When thinking long-term, choosing assets with high-risk can help to reach the goal faster, while spreading volatility over the years. For instance, mutual funds - Systematic Investment Plans (SIPs) or gold investments are ideal for the long term. Though their returns are not guaranteed, these assets are known to have historically rewarded investors with high returns.
On the other hand, options such as fixed deposits or public provident fund (PPF) also exist, but their modest returns may take significantly longer to reach the same goal. Eventually, deciding on the right asset depends on an investors' risk appetite and investment goals.
Rs 1 crore goal via SIP:
SIP amount: Rs 5,000
Investment duration: 25.5 years
Expected rate of return: 12%
Invested amount: Rs 15,30,000
Estimated returns: Rs 85,72,957
Total value: Rs 1,01,02,957
Rs 1 crore goal via gold:
SIP amount: Rs 5,000
Investment duration: 29 years
Expected rate of return: 10%
Invested amount: Rs 17,40,000
Estimated returns: Rs 85,19,021
Total value: Rs 1,02,59,021
Rs 1 crore via PPF:
Yearly investment: Rs 60,000
Return: 7.1%
Time needed: 37 years
Investment: Rs 22.2 lakh
Interest: Rs 83.27 lakh
Maturity: Rs 1.05 crore
As seen in all three cases, different assets can take different time periods to reach the Rs 1 crore target depending on their returns. When returns are lower, not only it takes more time, but also higher investment value as the power of compounding is less effective.

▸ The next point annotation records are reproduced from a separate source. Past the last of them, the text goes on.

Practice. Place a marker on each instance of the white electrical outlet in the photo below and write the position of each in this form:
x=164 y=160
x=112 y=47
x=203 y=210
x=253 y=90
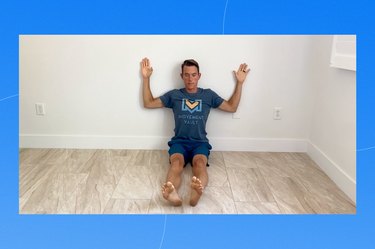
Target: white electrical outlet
x=277 y=113
x=236 y=115
x=40 y=109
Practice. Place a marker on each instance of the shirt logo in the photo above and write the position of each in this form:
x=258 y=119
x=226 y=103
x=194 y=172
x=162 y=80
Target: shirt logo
x=192 y=105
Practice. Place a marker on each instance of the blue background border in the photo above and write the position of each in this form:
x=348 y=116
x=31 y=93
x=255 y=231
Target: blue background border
x=186 y=17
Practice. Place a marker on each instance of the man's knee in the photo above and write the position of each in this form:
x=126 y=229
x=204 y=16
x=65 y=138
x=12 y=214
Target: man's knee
x=200 y=161
x=177 y=161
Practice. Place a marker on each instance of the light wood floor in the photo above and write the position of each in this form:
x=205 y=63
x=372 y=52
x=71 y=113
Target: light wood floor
x=71 y=181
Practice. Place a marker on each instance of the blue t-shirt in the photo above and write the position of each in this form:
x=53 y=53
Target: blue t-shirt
x=191 y=111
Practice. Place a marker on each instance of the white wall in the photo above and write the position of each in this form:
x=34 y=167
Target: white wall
x=91 y=88
x=333 y=127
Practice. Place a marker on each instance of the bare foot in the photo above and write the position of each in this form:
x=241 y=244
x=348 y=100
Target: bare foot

Also Read: Start With Rs 10,000 A Month: Can You Still Build Rs 5 Crore By Retirement?
To accelerate this process, investors can also choose to use the ‘step-up' SIP technique. This includes increasing their investment contribution yearly to align it with their income growth.
Investors with lower risk-appetite may also choose to use a mix of these assets to reach their goal. In any case, it is best to consult with a financial expert before making long-term investment decisions.